I might be blowing smoke, but I was thinking about when I did this on my Hahn-Eclipse (the frame doesn't come apart). Some time after I did that job (it worked out fine except for the few parts I always seem to have leftover) and nothing has fallen off yet, I had to buy a drive belt for my 1961 Craftsman tablesaw that I had restored. I didn't know what size to get. One of the guys in the local woodworking club had told us about a HD universal belt kit that worked great in the larger tablesaws. It came as a long belt made up of interlocking pieces that could be reassembled into just about any length you wanted. The benefit was that you didn't have to guess the size you needed if you didn't already know it and-it completely eliminated any table vibration and noise caused by standard belt construction.
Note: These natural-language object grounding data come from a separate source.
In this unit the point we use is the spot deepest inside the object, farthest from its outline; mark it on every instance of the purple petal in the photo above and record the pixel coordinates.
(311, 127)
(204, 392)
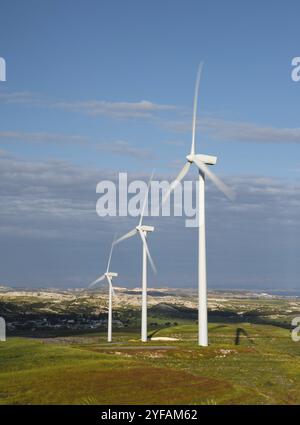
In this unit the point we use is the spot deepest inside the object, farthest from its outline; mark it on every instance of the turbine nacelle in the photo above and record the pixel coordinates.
(144, 228)
(207, 159)
(111, 275)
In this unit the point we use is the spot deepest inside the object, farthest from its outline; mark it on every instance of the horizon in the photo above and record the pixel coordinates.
(93, 92)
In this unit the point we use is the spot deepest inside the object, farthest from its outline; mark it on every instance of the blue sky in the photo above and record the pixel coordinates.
(97, 87)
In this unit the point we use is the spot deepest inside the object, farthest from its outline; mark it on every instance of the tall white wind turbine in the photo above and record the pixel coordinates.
(201, 162)
(108, 275)
(143, 231)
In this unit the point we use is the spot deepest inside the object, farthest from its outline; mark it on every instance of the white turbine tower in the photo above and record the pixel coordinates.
(108, 275)
(202, 162)
(143, 231)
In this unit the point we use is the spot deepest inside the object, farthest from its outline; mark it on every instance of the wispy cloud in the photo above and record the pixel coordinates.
(121, 109)
(142, 109)
(41, 137)
(123, 148)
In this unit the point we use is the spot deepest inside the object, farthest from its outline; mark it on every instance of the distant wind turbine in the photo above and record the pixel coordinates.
(201, 162)
(108, 275)
(143, 231)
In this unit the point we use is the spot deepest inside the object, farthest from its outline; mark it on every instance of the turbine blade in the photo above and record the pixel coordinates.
(195, 107)
(147, 250)
(178, 179)
(145, 199)
(110, 285)
(228, 192)
(126, 236)
(91, 285)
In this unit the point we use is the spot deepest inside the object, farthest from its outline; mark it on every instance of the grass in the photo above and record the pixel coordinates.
(244, 364)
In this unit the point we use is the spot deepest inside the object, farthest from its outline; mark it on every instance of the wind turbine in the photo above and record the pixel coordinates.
(201, 162)
(108, 275)
(142, 230)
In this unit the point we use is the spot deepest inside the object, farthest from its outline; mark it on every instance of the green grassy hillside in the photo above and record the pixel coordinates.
(245, 363)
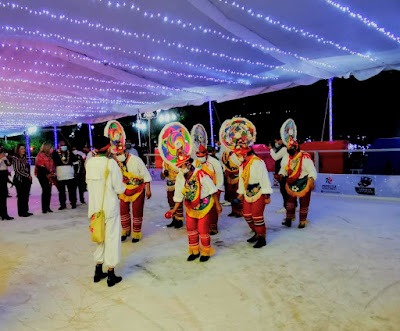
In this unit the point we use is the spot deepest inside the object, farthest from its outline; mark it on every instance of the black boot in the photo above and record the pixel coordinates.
(112, 279)
(98, 273)
(204, 258)
(170, 225)
(260, 242)
(193, 257)
(253, 239)
(287, 222)
(178, 224)
(302, 224)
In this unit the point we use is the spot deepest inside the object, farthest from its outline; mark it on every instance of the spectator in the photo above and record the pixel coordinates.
(108, 252)
(66, 165)
(4, 164)
(45, 173)
(22, 179)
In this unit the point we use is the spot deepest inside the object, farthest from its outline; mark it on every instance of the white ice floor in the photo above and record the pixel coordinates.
(342, 272)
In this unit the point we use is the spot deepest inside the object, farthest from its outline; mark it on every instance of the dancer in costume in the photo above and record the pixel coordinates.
(254, 188)
(193, 188)
(137, 178)
(301, 174)
(103, 194)
(169, 172)
(231, 165)
(211, 166)
(277, 153)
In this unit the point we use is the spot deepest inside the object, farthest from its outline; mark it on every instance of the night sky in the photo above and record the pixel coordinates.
(367, 108)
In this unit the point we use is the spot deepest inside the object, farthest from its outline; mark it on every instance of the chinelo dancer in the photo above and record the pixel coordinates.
(254, 188)
(211, 166)
(231, 165)
(193, 188)
(137, 178)
(301, 174)
(169, 172)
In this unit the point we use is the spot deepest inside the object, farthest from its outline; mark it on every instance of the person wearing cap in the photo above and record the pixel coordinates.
(277, 153)
(213, 168)
(66, 166)
(254, 190)
(169, 172)
(196, 190)
(4, 164)
(301, 174)
(104, 193)
(45, 172)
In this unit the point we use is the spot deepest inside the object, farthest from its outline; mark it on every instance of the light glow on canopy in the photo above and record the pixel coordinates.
(93, 61)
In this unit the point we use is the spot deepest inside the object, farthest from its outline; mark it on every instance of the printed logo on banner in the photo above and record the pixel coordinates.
(329, 186)
(365, 186)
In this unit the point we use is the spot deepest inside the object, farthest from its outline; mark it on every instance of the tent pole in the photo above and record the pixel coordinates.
(55, 137)
(330, 109)
(211, 122)
(28, 147)
(90, 136)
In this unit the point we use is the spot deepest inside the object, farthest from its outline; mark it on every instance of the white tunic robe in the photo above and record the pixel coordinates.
(109, 252)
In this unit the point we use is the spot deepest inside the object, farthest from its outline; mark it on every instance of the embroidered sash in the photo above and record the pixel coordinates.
(133, 183)
(195, 206)
(295, 186)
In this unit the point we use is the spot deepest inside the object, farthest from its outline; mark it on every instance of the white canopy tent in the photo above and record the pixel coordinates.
(88, 61)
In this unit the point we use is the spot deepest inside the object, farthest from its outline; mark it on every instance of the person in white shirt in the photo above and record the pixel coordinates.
(277, 153)
(196, 190)
(212, 167)
(301, 174)
(104, 193)
(4, 164)
(138, 178)
(254, 191)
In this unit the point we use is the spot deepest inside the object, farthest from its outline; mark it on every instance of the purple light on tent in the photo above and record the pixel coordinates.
(330, 109)
(55, 137)
(211, 123)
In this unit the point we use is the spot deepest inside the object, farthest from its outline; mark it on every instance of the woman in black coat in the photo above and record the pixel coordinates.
(22, 180)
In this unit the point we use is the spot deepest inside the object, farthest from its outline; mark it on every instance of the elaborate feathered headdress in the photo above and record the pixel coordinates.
(289, 132)
(238, 134)
(116, 133)
(175, 143)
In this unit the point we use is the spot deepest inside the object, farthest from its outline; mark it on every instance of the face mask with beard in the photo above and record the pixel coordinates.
(121, 157)
(240, 159)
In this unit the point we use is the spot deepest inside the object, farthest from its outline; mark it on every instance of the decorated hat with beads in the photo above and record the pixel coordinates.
(238, 134)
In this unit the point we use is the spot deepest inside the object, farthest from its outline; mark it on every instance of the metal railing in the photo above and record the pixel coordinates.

It was a HD plastic kind of segmented belt. I got mine from a woodworking show. It's been on my tablesaw for over 10 years and will probably last longer than I will. I'd be willing to try one of those on a blower if I had to do that job again. You could just cut off the old belt, match the length, put it on and back to square one-a pretty quick fix if it worked.

Just thinkin'

JimD.


Author: mrmom

Date: 16 Nov 2006 9:40 pm

JimD, I wonder if that belt you have on the tablesaw would have the same tensil strength as a blower belt?


Author: mellon1

Date: 19 Nov 2006 10:38 am

Hello,
Just an update... I managed to install the new belt successfully yesterday... :D

I disconnected the aurger housing, as suggested by many of you.

I used a rachet strap to hold the the auger housing and other halve of the machine together, while removing the top nuts on the auger housing. I then just loosened the bottom nuts, there-by causing the upper portion to hinge open. This allowed me enough room to remove the old belt and install the new one.

The usage of the rachet strap proved to be an invaluable piece of advice, since I was alone when doing this job. Otherwise, I would have had enormous difficulty lining up the upper auger housing bolt holes when re-connecting the auger housing to the machine. Having said this though, it's preferrable to have 2 people, in case of problems.

The only down-side of all this, if there is one, is that I can never trust that damn Sears manual again. I've lost confidence in it. Then again, there's always this forum. :)

Anyway, thanks again folks and enjoy the upcoming Thanksgiving holiday. :D

TM


Author: ramit

Date: 19 Nov 2006 11:40 am

Glad to here it went well.

The one nice thing about the sears manual I had, was the exploded view with part numbers was real nice. There's wasn't anything I couldn't order , as I found out over my years of repeated repairs.